C'est que le projet, officialisé en grande pompe par le premier ministre du Québec, Jean Charest, en mai 2007, doit absorber des dépassements de coûts importants. La version initiale du projet prévoyait un montant de 2 195 760 $, excluant les taxes et les intérêts; mais voilà , deux ans plus tard, la version finale du projet préparée par l'Université de Sherbrooke fait plutôt état d'un montant de 2 779 630 $.
C'est donc dire qu'en plus de la demande additionnelle au MELS, la Ville de Sherbrooke et l'Université de Sherbrooke devront également absorber une partie de la facture, soit 154 227 $ pour chacune des parties. Précisons que la Ville avait déjà annoncé une contribution de 580 000 $ pour ce projet piloté par l'Université de Sherbrooke.
La recommandation d'aller de l'avant a été adoptée par le conseil municipal, la semaine dernière, précise Marc Latendresse, directeur du Service des sports, de la culture et de la vie communautaire à la Ville de Sherbrooke.
«Si la réponse du ministère est positive, on poursuit dans la même veine. Sinon, on devra s'asseoir avec l'Université afin de voir comment on pourrait régler ça. Ce sont les travaux visant à assurer l'étanchéité du réservoir d'eau potable qui ont retardé le dossier. Selon les plans, la Ville va redonner le terrain à l'université le 30 juin et elle pourra débuter ses travaux.»

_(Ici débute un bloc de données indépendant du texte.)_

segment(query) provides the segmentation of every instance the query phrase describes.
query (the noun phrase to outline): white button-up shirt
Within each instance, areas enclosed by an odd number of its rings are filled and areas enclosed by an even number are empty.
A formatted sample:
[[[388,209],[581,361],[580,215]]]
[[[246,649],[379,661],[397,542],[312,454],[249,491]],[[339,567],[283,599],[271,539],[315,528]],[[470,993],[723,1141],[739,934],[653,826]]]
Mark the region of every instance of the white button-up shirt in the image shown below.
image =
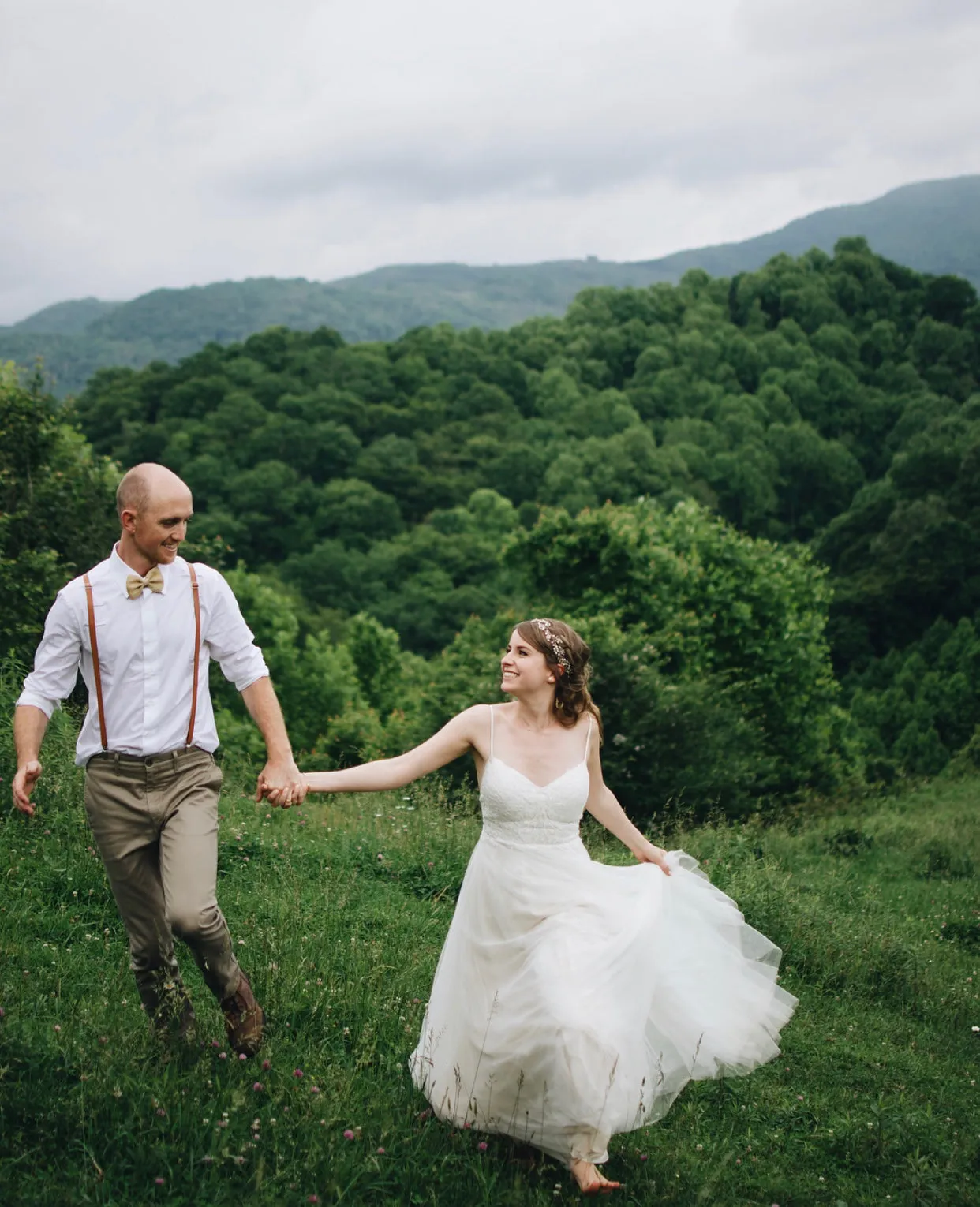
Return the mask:
[[[133,570],[113,548],[111,556],[88,572],[95,610],[95,637],[105,705],[109,748],[123,754],[162,754],[187,740],[194,674],[194,602],[191,572],[183,558],[161,566],[163,590],[148,588],[130,600],[126,579]],[[269,674],[238,601],[222,576],[194,564],[200,597],[200,675],[194,722],[194,746],[218,745],[208,663],[215,658],[227,680],[244,692]],[[81,666],[88,688],[88,713],[78,734],[78,766],[101,748],[88,605],[84,582],[72,581],[58,591],[48,612],[45,635],[24,680],[19,704],[40,709],[48,718],[74,689]]]

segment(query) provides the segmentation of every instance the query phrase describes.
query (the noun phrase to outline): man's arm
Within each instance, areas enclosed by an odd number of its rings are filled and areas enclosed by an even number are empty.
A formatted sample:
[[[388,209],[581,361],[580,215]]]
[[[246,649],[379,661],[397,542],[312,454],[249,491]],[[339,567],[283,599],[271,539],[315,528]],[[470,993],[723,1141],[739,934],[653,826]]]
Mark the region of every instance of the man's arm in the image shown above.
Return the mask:
[[[13,710],[13,746],[17,751],[17,774],[13,776],[13,803],[22,814],[34,816],[30,794],[41,779],[41,742],[47,729],[47,713],[33,704],[21,704]]]
[[[204,568],[199,566],[198,571]],[[223,575],[216,570],[205,572],[215,591],[214,611],[208,625],[208,646],[221,664],[221,674],[238,688],[252,721],[266,739],[267,760],[258,776],[255,799],[261,800],[269,789],[275,788],[282,791],[282,799],[275,800],[275,804],[298,805],[307,794],[307,786],[292,757],[292,746],[269,678],[269,667]]]
[[[255,799],[261,800],[268,792],[281,788],[278,804],[299,804],[307,795],[307,786],[292,757],[292,746],[282,721],[282,710],[268,675],[250,683],[241,693],[245,707],[266,739],[268,758],[258,774]]]
[[[37,756],[51,715],[75,687],[82,643],[71,608],[59,591],[45,620],[45,635],[34,655],[34,670],[24,680],[24,690],[13,711],[13,745],[17,772],[13,803],[22,814],[34,816],[30,794],[41,777]]]

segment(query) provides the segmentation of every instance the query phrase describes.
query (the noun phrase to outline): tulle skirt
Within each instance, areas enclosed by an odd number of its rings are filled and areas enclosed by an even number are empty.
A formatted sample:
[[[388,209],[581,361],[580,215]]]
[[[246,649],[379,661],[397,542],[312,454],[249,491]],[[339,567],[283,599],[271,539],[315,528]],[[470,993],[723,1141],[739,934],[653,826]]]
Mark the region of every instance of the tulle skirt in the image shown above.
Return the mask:
[[[601,1162],[687,1081],[778,1055],[782,952],[695,859],[669,861],[480,838],[409,1061],[439,1119]]]

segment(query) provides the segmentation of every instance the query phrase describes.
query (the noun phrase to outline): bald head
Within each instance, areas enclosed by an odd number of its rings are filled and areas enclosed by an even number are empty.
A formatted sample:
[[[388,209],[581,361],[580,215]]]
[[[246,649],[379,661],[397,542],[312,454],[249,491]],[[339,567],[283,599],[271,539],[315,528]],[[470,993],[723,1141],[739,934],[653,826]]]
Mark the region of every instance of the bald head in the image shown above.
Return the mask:
[[[169,565],[187,536],[194,514],[191,489],[167,466],[134,465],[116,491],[119,512],[119,556],[145,575],[151,566]]]
[[[119,520],[123,512],[134,512],[138,515],[152,511],[158,503],[167,500],[191,497],[191,490],[186,482],[180,479],[173,470],[165,465],[157,465],[153,461],[144,461],[142,465],[134,465],[116,490],[116,511]]]

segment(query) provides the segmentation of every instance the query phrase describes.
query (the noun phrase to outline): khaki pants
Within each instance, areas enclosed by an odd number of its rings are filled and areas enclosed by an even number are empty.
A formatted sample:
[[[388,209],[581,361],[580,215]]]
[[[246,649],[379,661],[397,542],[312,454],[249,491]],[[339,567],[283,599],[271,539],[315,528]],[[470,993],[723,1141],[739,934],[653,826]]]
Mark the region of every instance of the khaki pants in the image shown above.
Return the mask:
[[[196,746],[148,758],[95,754],[86,768],[86,812],[151,1018],[180,986],[174,934],[218,1001],[238,989],[241,970],[215,896],[220,792],[220,769]]]

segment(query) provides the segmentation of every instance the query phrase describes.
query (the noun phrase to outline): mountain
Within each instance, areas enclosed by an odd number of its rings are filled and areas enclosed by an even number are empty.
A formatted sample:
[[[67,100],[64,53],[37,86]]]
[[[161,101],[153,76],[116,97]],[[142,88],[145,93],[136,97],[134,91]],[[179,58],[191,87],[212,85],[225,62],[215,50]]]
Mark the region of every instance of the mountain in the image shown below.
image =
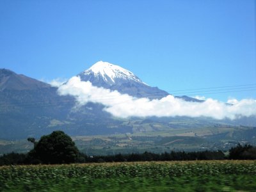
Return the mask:
[[[131,72],[107,62],[99,61],[77,76],[94,86],[138,98],[161,99],[169,95],[147,85]],[[216,124],[256,125],[255,117],[236,121],[184,116],[120,118],[104,111],[101,104],[88,102],[76,108],[74,97],[60,96],[57,90],[47,83],[0,69],[0,140],[38,138],[54,130],[62,130],[70,136],[127,132],[157,135],[183,129],[184,134],[189,134],[191,129],[214,127]],[[203,102],[187,96],[177,97]]]
[[[160,99],[170,95],[157,87],[152,87],[143,83],[131,71],[108,62],[99,61],[77,75],[84,81],[90,81],[93,86],[117,90],[137,98]],[[186,101],[203,102],[188,96],[177,96]]]
[[[0,69],[0,91],[35,90],[49,87],[50,84],[24,75],[18,75],[5,68]]]
[[[122,122],[113,118],[102,104],[88,103],[77,111],[75,99],[60,96],[57,90],[0,69],[0,140],[38,138],[56,129],[73,136],[131,131],[131,126],[119,126]]]
[[[170,95],[157,87],[147,85],[131,71],[108,62],[99,61],[78,76],[93,86],[117,90],[137,98],[161,99]]]

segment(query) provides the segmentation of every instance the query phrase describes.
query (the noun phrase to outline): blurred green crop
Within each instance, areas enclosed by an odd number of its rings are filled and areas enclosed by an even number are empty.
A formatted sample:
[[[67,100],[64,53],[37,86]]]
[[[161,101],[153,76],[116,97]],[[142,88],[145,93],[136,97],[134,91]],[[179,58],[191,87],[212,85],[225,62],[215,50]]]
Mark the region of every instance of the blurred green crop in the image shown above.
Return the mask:
[[[256,191],[256,161],[0,167],[0,191]]]

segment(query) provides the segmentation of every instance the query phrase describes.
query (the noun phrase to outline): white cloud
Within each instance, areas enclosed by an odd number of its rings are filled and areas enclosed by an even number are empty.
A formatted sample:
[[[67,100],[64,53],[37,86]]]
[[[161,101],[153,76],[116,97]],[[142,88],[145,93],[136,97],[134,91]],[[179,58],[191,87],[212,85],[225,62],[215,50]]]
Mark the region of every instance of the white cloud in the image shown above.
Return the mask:
[[[50,84],[52,86],[59,87],[64,83],[67,82],[67,79],[62,78],[57,78],[51,80],[51,81],[47,82],[47,83]]]
[[[90,82],[72,77],[67,84],[58,88],[61,95],[70,95],[76,98],[77,106],[88,102],[101,103],[104,110],[113,115],[126,118],[129,116],[209,116],[216,119],[228,118],[235,119],[241,116],[256,115],[256,100],[243,99],[240,101],[229,100],[230,104],[217,100],[207,99],[204,102],[186,102],[168,95],[160,100],[137,99],[117,91],[111,91],[92,86]]]
[[[204,96],[196,95],[193,97],[195,99],[199,99],[199,100],[206,100],[205,97],[204,97]]]

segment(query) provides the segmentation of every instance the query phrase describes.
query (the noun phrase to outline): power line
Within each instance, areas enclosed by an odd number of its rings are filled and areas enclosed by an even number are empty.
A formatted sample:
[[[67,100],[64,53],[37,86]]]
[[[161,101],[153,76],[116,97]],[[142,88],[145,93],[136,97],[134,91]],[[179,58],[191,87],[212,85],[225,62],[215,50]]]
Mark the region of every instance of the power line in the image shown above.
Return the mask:
[[[187,96],[193,96],[195,94],[200,94],[202,95],[209,95],[209,94],[216,94],[216,93],[230,93],[230,92],[250,92],[250,91],[255,91],[256,90],[256,84],[243,84],[243,85],[234,85],[234,86],[219,86],[219,87],[214,87],[214,88],[196,88],[196,89],[187,89],[183,90],[202,90],[202,91],[195,91],[195,92],[180,92],[180,93],[176,93],[175,95],[179,94],[185,94]],[[247,86],[247,87],[246,87]],[[233,88],[230,88],[233,87]],[[204,90],[204,91],[203,91]],[[178,90],[176,90],[177,92]],[[181,91],[181,90],[179,90]],[[173,91],[174,92],[174,91]],[[190,93],[190,94],[189,94]],[[144,95],[152,96],[152,97],[157,97],[157,96],[163,96],[162,92],[151,92],[144,93]],[[174,94],[173,94],[174,95]],[[72,95],[64,95],[65,97],[67,96],[72,96]],[[178,96],[178,95],[177,95]],[[11,105],[16,105],[15,107],[23,107],[23,108],[44,108],[44,107],[51,107],[51,106],[57,106],[61,104],[72,104],[74,102],[74,97],[66,98],[65,100],[57,103],[54,103],[56,101],[59,100],[59,97],[51,97],[49,100],[34,100],[34,101],[28,101],[28,102],[10,102],[8,104]],[[55,97],[55,98],[54,98]],[[90,100],[90,97],[79,97],[80,101],[86,102],[88,100],[88,102],[108,102],[114,100],[116,99],[116,97],[113,97],[113,95],[104,95],[104,96],[99,96],[99,97],[94,97],[93,100]],[[84,99],[84,100],[83,100]],[[98,99],[98,100],[97,100]],[[76,102],[76,100],[75,100]],[[0,103],[1,108],[4,107],[14,107],[14,106],[10,106],[7,105],[6,103]]]

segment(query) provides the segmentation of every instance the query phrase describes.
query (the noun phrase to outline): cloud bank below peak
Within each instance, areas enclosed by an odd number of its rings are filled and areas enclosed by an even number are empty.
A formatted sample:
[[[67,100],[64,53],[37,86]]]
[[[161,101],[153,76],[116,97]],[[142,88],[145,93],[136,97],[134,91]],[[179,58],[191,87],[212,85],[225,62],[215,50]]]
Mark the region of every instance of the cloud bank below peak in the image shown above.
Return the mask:
[[[161,99],[138,99],[117,91],[93,86],[89,81],[82,81],[79,77],[73,77],[61,84],[58,90],[60,95],[72,95],[77,101],[77,107],[89,102],[100,103],[104,110],[113,116],[207,116],[221,120],[234,120],[241,116],[256,115],[256,100],[232,99],[227,104],[212,99],[204,102],[187,102],[168,95]]]

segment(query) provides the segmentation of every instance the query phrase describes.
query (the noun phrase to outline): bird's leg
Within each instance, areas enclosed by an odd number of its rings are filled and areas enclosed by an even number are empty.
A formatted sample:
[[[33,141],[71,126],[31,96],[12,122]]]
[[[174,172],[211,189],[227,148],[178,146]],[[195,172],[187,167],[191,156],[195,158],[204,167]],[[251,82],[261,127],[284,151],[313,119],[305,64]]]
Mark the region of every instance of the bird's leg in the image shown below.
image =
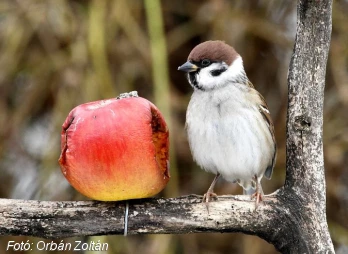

Le directeur du service du sport et de l'activité physique à l'Université de Sherbrooke, Christian Gagnon, confirme que la demande a été faite au Ministère il y a deux semaines à peine.
«Et selon toute probabilité, nous devrions avoir des nouvelles de tout ça le 4 avril. Ainsi, on pourrait être opérationnel pour septembre et octobre, sinon on va devoir trouver une solution», a-t-il indiqué.
Car pour l'instant, justement, il n'y a pas d'autres options concrètes sur la table, advenant un refus du MELS.
L'équipe de football de l'Université de Sherbrooke, de même que les formations féminine et masculine de soccer du Vert & Or ainsi que certains sports intra-muros seront les principaux utilisateurs pour le compte de l'Université, précise M. Gagnon. Ce terrain, communément appelé l'ancienne piste d'athlétisme, est situé derrière le bâtiment abritant les installations de la principale usine de traitement de l'eau potable de Sherbrooke. C'est le délai de deux ans pour mettre les travaux en branle qui explique le dépassement de coût.
À noter que ce terrain sera géré conjointement par l'Université de Sherbrooke et la Ville de Sherbrooke et il deviendra le deuxième équipement sportif à être géré par le comité de coordination des installations sportives, mis sur pied au lendemain des Mondiaux jeunesse de 2003. Le Stade de l'Université est l'autre.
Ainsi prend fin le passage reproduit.